Si bien se ha negado que este sea un “antilibro del mar” -el texto no se centra en la demanda boliviana, pero sí la toca-, lo poco innovador y creativo de la iniciativa no deja espacios para pensar otra cosa. El Canciller Heraldo Muñoz lo justificó afirmando que “será un instrumento importante de la diplomacia pública de nuestro país. La política exterior tiene que renovarse, adaptarse a los nuevos escenarios, y la nuestra lo ha hecho”. Pero lo que se está haciendo es justamente lo contrario: la Diplomacia Pública implica entender que para lograr influencia, un país ya no puede relacionarse únicamente con las élites, sino que tiene que dialogar con la opinión pública mundial. “Vocación de Paz”, en cambio, es una herramienta propia de la diplomacia tradicional, pensado para las elites informadas y racionales.

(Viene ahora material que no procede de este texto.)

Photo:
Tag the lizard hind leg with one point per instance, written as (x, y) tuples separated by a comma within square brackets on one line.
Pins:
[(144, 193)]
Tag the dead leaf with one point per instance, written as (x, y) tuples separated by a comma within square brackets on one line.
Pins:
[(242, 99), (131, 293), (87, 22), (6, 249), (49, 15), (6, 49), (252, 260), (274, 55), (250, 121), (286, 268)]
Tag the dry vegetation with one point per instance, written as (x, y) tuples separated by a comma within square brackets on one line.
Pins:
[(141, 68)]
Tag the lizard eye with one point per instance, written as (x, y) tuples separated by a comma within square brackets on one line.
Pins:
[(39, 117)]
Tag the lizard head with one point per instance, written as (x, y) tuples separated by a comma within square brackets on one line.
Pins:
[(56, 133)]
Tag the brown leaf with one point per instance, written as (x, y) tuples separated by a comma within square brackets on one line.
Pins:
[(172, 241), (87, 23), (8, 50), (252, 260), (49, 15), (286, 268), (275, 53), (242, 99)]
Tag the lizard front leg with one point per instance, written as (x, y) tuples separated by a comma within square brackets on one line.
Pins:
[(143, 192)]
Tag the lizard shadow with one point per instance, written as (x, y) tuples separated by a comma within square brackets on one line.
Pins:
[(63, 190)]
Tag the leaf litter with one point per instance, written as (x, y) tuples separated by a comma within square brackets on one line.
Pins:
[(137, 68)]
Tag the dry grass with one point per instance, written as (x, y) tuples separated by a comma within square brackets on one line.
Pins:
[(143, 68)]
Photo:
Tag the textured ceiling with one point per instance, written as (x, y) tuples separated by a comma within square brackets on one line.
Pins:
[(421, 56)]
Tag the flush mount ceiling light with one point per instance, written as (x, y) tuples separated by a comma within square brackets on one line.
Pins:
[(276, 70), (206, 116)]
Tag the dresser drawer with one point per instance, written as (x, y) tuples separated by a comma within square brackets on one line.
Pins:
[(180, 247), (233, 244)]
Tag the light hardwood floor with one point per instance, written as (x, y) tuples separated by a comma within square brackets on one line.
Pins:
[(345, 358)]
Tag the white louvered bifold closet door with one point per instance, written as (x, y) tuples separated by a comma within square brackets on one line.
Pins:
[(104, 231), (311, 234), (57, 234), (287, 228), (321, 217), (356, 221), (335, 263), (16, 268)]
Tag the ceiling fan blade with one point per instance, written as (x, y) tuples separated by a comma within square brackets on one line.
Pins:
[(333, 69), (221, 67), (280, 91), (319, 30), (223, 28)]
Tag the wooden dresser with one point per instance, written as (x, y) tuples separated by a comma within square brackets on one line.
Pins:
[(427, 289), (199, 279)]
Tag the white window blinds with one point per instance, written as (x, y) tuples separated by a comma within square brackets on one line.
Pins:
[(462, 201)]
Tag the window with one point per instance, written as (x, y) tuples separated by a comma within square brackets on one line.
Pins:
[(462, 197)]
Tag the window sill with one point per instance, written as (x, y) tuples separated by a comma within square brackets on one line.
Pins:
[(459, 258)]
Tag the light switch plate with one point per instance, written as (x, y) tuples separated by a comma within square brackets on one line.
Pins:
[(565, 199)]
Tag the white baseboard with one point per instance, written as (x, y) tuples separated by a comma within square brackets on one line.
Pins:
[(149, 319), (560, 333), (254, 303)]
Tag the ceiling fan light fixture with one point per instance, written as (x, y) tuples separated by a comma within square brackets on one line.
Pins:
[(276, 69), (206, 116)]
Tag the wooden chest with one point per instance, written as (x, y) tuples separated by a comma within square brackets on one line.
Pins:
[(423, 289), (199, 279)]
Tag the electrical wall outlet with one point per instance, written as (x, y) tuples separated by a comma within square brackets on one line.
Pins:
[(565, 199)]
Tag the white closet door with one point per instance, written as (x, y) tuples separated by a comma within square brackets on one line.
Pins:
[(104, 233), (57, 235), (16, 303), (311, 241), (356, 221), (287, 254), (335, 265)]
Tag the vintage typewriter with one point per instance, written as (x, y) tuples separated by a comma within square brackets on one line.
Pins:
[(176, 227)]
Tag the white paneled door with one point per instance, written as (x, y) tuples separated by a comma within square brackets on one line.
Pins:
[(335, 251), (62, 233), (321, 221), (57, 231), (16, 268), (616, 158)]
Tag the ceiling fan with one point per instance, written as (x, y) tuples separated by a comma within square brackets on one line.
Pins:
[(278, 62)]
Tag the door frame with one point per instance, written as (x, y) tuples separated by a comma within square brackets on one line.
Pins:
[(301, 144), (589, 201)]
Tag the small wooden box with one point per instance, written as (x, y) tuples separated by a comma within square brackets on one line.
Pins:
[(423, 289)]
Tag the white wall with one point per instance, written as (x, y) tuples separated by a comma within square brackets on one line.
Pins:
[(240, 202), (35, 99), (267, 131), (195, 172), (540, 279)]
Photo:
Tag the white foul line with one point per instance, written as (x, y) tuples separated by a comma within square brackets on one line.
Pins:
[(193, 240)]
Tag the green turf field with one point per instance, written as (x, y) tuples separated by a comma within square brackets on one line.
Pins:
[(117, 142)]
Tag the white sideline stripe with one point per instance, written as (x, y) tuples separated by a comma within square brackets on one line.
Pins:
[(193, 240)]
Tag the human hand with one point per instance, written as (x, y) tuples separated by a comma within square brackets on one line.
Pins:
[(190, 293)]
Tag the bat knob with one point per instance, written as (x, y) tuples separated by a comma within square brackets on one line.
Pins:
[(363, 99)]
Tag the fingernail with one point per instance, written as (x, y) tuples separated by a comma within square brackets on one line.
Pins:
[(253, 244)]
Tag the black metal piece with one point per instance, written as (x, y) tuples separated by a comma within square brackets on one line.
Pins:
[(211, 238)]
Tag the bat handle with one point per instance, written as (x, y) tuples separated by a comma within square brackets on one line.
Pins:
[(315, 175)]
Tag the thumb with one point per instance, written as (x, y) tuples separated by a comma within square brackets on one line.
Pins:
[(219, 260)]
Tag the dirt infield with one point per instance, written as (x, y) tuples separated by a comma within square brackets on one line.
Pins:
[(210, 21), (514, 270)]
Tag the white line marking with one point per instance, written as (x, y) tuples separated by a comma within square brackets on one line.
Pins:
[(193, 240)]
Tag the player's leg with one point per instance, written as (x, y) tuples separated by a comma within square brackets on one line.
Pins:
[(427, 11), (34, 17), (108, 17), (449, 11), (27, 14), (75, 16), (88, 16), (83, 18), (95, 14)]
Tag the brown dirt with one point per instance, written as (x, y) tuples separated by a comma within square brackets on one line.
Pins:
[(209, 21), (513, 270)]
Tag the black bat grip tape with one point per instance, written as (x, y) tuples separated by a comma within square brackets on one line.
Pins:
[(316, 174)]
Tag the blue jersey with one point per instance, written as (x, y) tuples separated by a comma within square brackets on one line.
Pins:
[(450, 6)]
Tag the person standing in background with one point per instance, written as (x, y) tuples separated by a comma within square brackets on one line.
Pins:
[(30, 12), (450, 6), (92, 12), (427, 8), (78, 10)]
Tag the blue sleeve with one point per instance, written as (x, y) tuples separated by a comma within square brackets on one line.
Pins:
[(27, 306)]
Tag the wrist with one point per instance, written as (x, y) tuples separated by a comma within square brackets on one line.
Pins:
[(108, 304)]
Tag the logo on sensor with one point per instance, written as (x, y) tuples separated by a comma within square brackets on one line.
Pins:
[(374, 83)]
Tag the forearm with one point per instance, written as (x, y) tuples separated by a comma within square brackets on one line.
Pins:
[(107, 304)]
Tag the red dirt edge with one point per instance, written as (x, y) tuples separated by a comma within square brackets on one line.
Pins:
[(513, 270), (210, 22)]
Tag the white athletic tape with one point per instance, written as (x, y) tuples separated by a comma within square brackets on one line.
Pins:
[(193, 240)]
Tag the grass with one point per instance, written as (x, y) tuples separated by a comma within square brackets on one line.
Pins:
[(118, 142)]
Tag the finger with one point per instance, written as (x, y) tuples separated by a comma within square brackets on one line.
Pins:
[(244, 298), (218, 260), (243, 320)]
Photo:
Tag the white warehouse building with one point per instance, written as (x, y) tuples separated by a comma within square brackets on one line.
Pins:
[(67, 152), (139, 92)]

Bolivia, por el contrario, siempre actúa pensado en el impacto en “la calle”. La última prueba de esto fue la visita de su ministro de Relaciones Exteriores, David Choquehuanca, a puertos chilenos.

El 15 de julio pasado, Chile lanzó un video en el que explicaba la contramemoria ante la demanda boliviana, asegurando que ese país cuenta “con el más amplio y libre tránsito comercial por los puertos chilenos”. Tres días después, y para desmentir en terreno ese argumento, Choquehuanca realizó una bien planeada y mediática visita a los puertos de Arica y Antofagasta, acompañado por 30 periodistas. Y la Cancillería chilena cayó en la provocación: en vez de dejar que la delegación altiplánica entrara sin problemas al puerto de Arica, y que su “inspección” tuviera un impacto acotado, se le prohibió el acceso. Choquehuanca, rodeado de cámaras de TV, tuvo que esperar más de seis horas, lo que le dio polémica y conflicto a la visita, transformándola en noticia.

Pese a que las autoridades chilenas minimizaron el impacto internacional de la controversia, la cobertura fue mayor que la tradicional. La noticia apareció en diarios de España, Ecuador, Colombia, Estados Unidos, Perú y Argentina.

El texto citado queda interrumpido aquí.